Noto, desde que comecei estudar Design Thinking em 2009, que aparentemente projetar produtos bem feitos e alinhados com os objetivos do negócio não basta mais para alguns (montes de) designers. Boa parte do discurso se pauta em “ajudar salvar o mundo” ou então, o mais comum, “fazer o mundo um lugar melhor”. Sério? Sério mesmo?
Vamos direto ao ponto: Se o design não for sustentável e alinhado com as melhores práticas para com os seres humanos e o meio que vivem, então não é design. Não existe design ruim, existe design ou não existe. E isso não é nada novo, muito menos revolucionário. Se a percepção dessas necessidades só veio agora, então tem mais coisa errada.
Design, reforma e sociedade
Por conta de expedientes de trabalho desumanos, produtos de baixa qualidade, a decadência da cultura livresca, a poluição ambiental e a baixa relação das belas formas com a utilidade dos produtos, algumas das consequências da Revolução Industrial, surge um movimento liderado por William Morris (1834-1896) chamado Arts and Crafts, que questionava e produzia produtos na contramão da Revolução Industrial. Morris, junto com John Ruskin(1819- 1900), escreveram a primeira teoria social do design – e isso já tem mais de 120 anos.

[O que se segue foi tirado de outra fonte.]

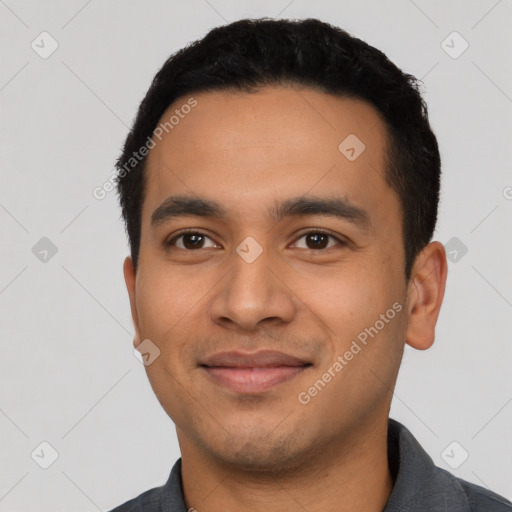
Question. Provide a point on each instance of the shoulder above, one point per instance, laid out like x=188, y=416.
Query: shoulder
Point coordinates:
x=481, y=499
x=148, y=501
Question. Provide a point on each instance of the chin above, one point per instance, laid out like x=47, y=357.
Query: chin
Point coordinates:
x=260, y=456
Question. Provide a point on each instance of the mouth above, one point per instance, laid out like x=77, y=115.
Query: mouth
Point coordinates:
x=253, y=373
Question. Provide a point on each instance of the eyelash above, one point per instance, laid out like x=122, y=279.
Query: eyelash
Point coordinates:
x=170, y=243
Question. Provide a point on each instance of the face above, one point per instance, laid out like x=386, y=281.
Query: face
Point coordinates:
x=281, y=313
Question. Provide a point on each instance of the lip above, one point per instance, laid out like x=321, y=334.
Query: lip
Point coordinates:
x=252, y=373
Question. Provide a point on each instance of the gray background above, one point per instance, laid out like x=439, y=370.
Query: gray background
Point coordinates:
x=68, y=374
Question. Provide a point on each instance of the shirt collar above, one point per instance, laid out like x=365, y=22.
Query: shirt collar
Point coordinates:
x=418, y=483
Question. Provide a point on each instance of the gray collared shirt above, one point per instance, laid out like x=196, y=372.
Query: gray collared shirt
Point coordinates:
x=419, y=485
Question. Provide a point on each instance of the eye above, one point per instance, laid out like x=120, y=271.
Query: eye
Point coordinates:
x=320, y=240
x=192, y=240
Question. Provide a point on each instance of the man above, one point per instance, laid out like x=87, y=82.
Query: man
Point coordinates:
x=280, y=189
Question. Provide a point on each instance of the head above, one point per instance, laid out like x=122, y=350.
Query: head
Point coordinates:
x=302, y=163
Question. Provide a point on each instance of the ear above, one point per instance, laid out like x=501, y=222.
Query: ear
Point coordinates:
x=425, y=295
x=129, y=278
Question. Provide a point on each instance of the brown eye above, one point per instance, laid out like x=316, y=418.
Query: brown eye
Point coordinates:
x=318, y=240
x=189, y=241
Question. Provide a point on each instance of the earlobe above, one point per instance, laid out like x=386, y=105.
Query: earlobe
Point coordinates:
x=426, y=293
x=130, y=278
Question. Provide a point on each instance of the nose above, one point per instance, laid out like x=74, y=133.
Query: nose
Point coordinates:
x=253, y=293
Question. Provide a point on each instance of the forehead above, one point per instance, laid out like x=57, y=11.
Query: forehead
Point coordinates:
x=246, y=150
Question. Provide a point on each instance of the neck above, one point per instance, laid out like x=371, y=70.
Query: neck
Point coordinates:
x=352, y=474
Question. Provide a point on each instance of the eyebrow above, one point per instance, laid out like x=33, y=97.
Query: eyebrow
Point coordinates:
x=339, y=207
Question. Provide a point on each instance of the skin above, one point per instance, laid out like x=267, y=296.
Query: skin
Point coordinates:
x=246, y=151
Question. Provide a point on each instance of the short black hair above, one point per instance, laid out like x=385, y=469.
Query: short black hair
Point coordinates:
x=252, y=53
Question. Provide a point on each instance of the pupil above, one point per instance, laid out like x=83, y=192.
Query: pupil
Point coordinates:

Outro exemplo é a A Escola de Ulm, antifascista, autônoma e internacional, que nasceu e aprimorou o que começou na Bauhaus. Max Bill (1908-1994), primeiro diretor de Ulm, fez um concurso chamado Boa Forma, e definia como “[…] uma forma simples, funcional e com material adequado, de validade atemporal e alto valor de uso, vida longa útil, boa compreensibilidade, processamento e tecnologia, adaptação ergonômica e sustentabilidade ecológica” (SCHNEIDER, 2010, p. 114). Mais uma vez, nada novo para o século XXI.
O designer megalomaníaco: pra quê?
Fazer um bom produto, seja ela para os consumidores encontrarem um imóvel, aprenderem investir, ouvir música ou assistir a filmes já basta e é legal, ajuda os clientes. Esse produto não vai salvar o mundo, nem precisa. Ainda vai ter a Faixa de Gaza, guerras religiosas, a fome e as pestes na África, a seca no nordeste, mesmo se você usar um patinete elétrico ou ir de bicicleta trabalhar. Será que chegamos num nível tão mimado de ser que se não for pra salvar o planeta o sujeito nem trabalha?
Parece que cada vez mais os designers estão alinhados com propósitos infantis* de startups – e não precisa fazer muita busca no Google pra ver como as tratam seus produtos: um novo meio de fazer X, vamos revolucionar o mercado Z, um novo conceito de Y. A maioria simplesmente pega algo trivial e dá um nome em inglês. E tem gente que acredita nessa bobagem. Deve ser o mesmo infeliz que crê que cerveja depois das 18:00 de graça no escritório está lá porque ele tem autonomia e não porque a empresa quer que ele deixe de ir ao bar para trabalhar mais.
Aguardo ansioso os próximos passos, quando os designers não se contentarem mais em só salvar o mundo e almejarem salvar o universo.
* : Existem, claro, empresas/startups que mudaram bastante o mercado, mas correspondem a menos de 1% do todo, então optei não tratar das exceções e peguei a maioria pra exemplificar.
E se você é dos que acredita que o design vai salvar o mundo, deixe nos comentários a data que isso vai acontecer, vou atrás de ti pra cobrar.
Referênias bibliográficas
BRAGA, Marcos da Costa (Org.). O papel social do Design Gráfico: história, conceitos & atuação profissional. São Paulo: Senac, 2011.
CARDOSO, Rafael. Design Para Um Mundo Complexo. São Paulo: Cosac Naify, 2012.
SCHNEIDER, Beat. Design: uma Introdução. O design no contexto social, cultural e econômico. São Paulo: Blücher, 2010.